Moreover, our scRNA-seq analysis revealed a highly heterogeneous cell composition within TME of BC, with significant variations in the proportions of eight distinct cell types across samples. Notably, sample sc5Rjuq064 exhibited a decreased proportion of T cells and an increased proportion of tumor cells compared to other samples, which correlated with the tumor stage. Through enrichment analysis, we found that the differentially expressed genes in these three active cell types primarily relate to oxidative phosphorylation, energy metabolism, and DNA replication. Interestingly, contrary to previous research, cancer-related fibroblasts appear to act as direct positive regulators of the adaptive immune system, suggesting the potential use of immune-stimulating CAF in cancer treatment [46]. Zheng et al.‘s research implies that combining chemotherapy with anti-cancer-related fibroblast therapy may enhance the effectiveness of T cell-based immunotherapy, providing a potential strategy for colon cancer treatment [47]. The role of fibroblasts in BC warrants further investigation. Overall, our research enhances the understanding of BC pathogenesis by shedding light on the specific genes and cellular processes involved in its development and progression. These findings have the potential to contribute to the development of novel diagnostic and therapeutic approaches for BC.
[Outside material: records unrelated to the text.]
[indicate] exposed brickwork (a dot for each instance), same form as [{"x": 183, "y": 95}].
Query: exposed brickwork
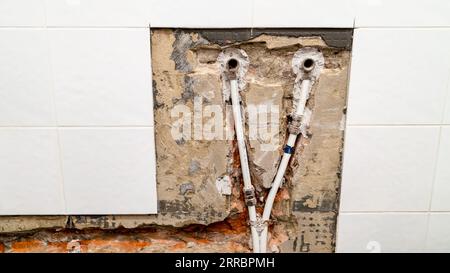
[{"x": 194, "y": 216}]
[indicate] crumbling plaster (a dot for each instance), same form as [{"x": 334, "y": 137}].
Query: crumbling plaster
[{"x": 185, "y": 67}]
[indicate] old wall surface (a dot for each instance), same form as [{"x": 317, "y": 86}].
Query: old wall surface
[{"x": 199, "y": 187}]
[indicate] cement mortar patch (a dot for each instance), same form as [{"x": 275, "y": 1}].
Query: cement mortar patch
[{"x": 185, "y": 67}]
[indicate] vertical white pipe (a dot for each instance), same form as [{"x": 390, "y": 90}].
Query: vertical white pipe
[{"x": 239, "y": 129}]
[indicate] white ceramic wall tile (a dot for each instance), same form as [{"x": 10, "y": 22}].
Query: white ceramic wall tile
[
  {"x": 303, "y": 13},
  {"x": 201, "y": 13},
  {"x": 102, "y": 76},
  {"x": 401, "y": 13},
  {"x": 109, "y": 170},
  {"x": 129, "y": 13},
  {"x": 441, "y": 188},
  {"x": 26, "y": 95},
  {"x": 388, "y": 168},
  {"x": 446, "y": 119},
  {"x": 381, "y": 232},
  {"x": 22, "y": 13},
  {"x": 30, "y": 173},
  {"x": 398, "y": 76},
  {"x": 438, "y": 239}
]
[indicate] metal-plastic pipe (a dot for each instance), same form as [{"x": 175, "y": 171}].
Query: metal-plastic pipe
[
  {"x": 305, "y": 89},
  {"x": 239, "y": 129}
]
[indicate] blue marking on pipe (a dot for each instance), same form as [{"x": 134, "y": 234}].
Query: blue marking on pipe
[{"x": 288, "y": 149}]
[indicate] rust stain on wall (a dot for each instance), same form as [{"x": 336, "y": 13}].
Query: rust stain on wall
[{"x": 194, "y": 215}]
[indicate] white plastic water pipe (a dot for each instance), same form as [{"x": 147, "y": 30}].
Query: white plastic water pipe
[
  {"x": 305, "y": 89},
  {"x": 239, "y": 129}
]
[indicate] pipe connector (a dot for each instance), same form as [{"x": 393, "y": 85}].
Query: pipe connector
[
  {"x": 259, "y": 224},
  {"x": 295, "y": 125},
  {"x": 249, "y": 196},
  {"x": 308, "y": 65}
]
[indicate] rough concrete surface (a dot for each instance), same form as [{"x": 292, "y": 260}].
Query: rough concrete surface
[{"x": 201, "y": 206}]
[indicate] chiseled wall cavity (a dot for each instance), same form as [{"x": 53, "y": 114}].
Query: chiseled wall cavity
[{"x": 201, "y": 206}]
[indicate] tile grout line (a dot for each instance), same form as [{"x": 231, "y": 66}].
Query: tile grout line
[{"x": 53, "y": 87}]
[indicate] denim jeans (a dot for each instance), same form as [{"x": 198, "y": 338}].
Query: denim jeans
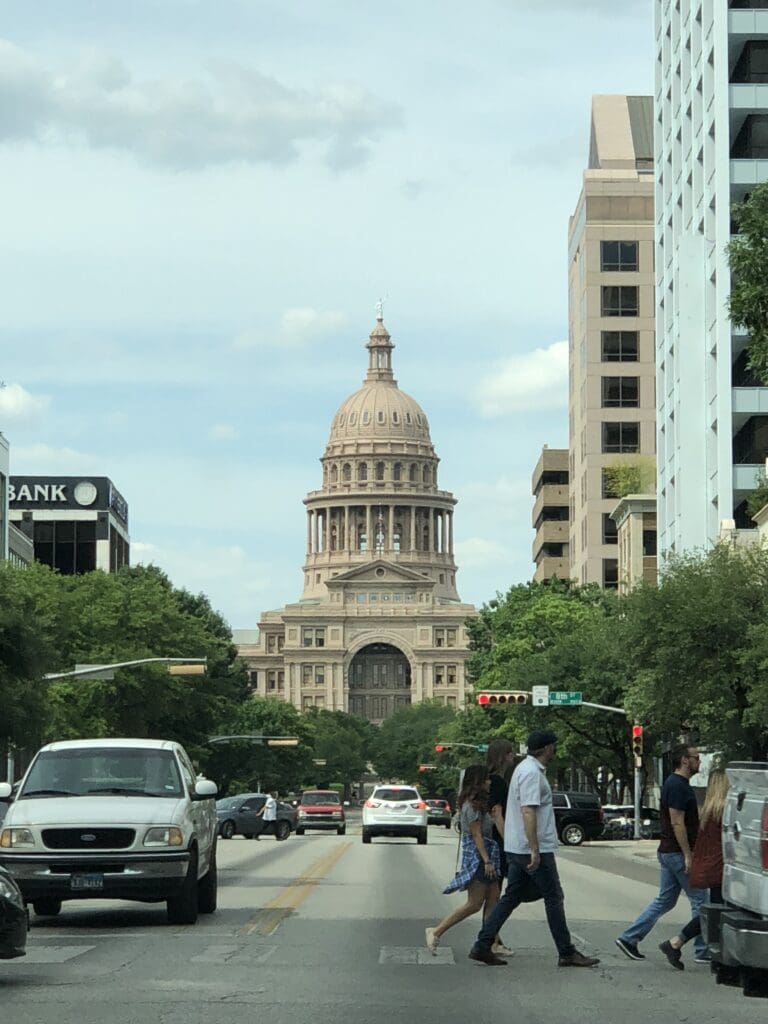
[
  {"x": 673, "y": 882},
  {"x": 548, "y": 882}
]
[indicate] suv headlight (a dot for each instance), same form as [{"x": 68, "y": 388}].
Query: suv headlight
[
  {"x": 10, "y": 892},
  {"x": 13, "y": 839},
  {"x": 164, "y": 836}
]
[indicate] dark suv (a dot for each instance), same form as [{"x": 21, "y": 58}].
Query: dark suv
[{"x": 578, "y": 815}]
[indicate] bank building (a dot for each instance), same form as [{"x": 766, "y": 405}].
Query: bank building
[{"x": 379, "y": 624}]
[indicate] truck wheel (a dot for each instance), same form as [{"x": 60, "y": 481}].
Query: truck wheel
[
  {"x": 47, "y": 907},
  {"x": 572, "y": 834},
  {"x": 208, "y": 887},
  {"x": 182, "y": 904},
  {"x": 282, "y": 830}
]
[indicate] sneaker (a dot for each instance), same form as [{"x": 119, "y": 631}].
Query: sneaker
[
  {"x": 501, "y": 950},
  {"x": 578, "y": 960},
  {"x": 630, "y": 949},
  {"x": 675, "y": 956},
  {"x": 486, "y": 956}
]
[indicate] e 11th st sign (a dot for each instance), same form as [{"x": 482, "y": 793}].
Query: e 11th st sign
[{"x": 564, "y": 698}]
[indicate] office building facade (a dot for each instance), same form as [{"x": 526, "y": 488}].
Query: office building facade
[
  {"x": 712, "y": 148},
  {"x": 551, "y": 515},
  {"x": 611, "y": 394}
]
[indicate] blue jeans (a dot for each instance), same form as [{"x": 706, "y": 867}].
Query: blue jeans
[
  {"x": 548, "y": 883},
  {"x": 673, "y": 882}
]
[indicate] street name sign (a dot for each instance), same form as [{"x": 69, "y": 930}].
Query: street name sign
[
  {"x": 564, "y": 697},
  {"x": 540, "y": 695}
]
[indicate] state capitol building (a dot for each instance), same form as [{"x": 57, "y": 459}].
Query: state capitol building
[{"x": 379, "y": 624}]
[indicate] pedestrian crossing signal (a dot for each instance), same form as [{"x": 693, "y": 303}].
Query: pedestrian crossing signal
[{"x": 494, "y": 697}]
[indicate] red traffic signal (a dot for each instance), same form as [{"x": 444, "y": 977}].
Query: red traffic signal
[{"x": 493, "y": 697}]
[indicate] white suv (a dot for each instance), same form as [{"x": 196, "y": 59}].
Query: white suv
[
  {"x": 394, "y": 810},
  {"x": 115, "y": 819}
]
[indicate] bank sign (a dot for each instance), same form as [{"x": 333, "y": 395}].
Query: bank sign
[{"x": 67, "y": 493}]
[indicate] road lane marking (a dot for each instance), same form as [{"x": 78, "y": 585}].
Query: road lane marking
[{"x": 266, "y": 921}]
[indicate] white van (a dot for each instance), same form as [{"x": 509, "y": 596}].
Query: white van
[
  {"x": 113, "y": 819},
  {"x": 737, "y": 929}
]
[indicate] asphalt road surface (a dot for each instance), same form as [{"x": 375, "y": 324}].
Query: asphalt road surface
[{"x": 323, "y": 930}]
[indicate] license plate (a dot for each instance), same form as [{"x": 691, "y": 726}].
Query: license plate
[{"x": 87, "y": 882}]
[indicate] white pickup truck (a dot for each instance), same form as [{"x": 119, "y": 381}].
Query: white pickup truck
[
  {"x": 113, "y": 819},
  {"x": 737, "y": 929}
]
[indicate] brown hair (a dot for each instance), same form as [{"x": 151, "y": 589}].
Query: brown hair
[{"x": 496, "y": 759}]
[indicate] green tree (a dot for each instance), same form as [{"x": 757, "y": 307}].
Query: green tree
[
  {"x": 748, "y": 254},
  {"x": 699, "y": 650},
  {"x": 407, "y": 739}
]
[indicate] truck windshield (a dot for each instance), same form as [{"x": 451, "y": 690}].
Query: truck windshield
[{"x": 107, "y": 771}]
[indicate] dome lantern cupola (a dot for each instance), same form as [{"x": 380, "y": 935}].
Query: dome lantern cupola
[{"x": 380, "y": 347}]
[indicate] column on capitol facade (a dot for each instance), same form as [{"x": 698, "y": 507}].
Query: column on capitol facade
[{"x": 379, "y": 624}]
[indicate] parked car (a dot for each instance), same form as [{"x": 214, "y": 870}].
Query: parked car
[
  {"x": 115, "y": 819},
  {"x": 736, "y": 930},
  {"x": 239, "y": 816},
  {"x": 438, "y": 813},
  {"x": 578, "y": 816},
  {"x": 13, "y": 919},
  {"x": 395, "y": 810},
  {"x": 321, "y": 809}
]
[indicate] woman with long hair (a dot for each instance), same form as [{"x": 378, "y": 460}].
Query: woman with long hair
[
  {"x": 501, "y": 759},
  {"x": 478, "y": 875},
  {"x": 707, "y": 864}
]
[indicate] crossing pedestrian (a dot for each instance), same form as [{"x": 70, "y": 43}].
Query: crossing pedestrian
[
  {"x": 478, "y": 871},
  {"x": 530, "y": 841},
  {"x": 501, "y": 760},
  {"x": 707, "y": 865},
  {"x": 679, "y": 814}
]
In this study, LASSO-Cox regression analysis identified nine prognostic genes associated with NAC response: NDRG1, CXCL14, HOXB2, NAT1, EVL, FBP1, MAGED2, AR, and CIRBP. Among these genes, AR has been found to stimulate breast tumor growth in the absence of the estrogen receptor, making it a promising molecular target in the treatment of TNBC [48]. Dong et al. designed a novel combination therapy using enzalutamide and ceritinib to target both androgen-dependent and androgen-independent AR signaling pathways in TNBC tumors [49]. CIRBP, known for its ability to bind and post-transcriptionally regulate mRNA, has been linked to cancer promotion and inflammation [50, 51]. Recent studies have identified CST3 as a downstream mediator for CIRBP functionality [52]. The melanoma-associated antigen (MAGE) family proteins are recognized tumor-specific antigens. MAGED2 exhibits distinct effects depending on the subtype of breast cancer. It has been identified as a potential prognostic factor for wild-type TP53 patients and breast cancer patients with varying pathological grades [53].

Our research also investigated the potential utility of the NAC response-related risk score in predicting drug response to chemotherapy in breast cancer (BC). SB505124, a small molecule inhibitor of TGF-β receptor I (ALK5), was examined in this context. We observed that BC patients in the low NAC risk group exhibited significantly lower IC50 values for SB505124 compared to those in the high NAC risk group. This suggests that patients in the low NAC risk group may be more responsive to SB505124 treatment. Notably, in conjunction with SMAD3, SB505124 can attenuate the activity of CD8 + T cells, which may contribute to the reduced efficacy of immunotherapy in malignant BC [54]. These findings emphasize the potential of risk scoring as a valuable tool for predicting drug response and optimizing therapy in BC patients, ultimately leading to more effective and personalized treatment approaches. However, the clinical classification of breast cancer has a great influence on the treatment effect of NAC. Although we validated the applicability of our model in different clinical classification of breast cancer, further studies are needed.

In conclusion, our study integrated single-cell and bulk RNA sequencing analyses to construct and validate a nine-gene signature associated with NAC prognosis. This signature serves as an independent prognostic indicator for BC patients. Additionally, our findings provide genomic evidence for future research directions in developing anti-BC treatment strategies, particularly for individuals who may not benefit from NAC.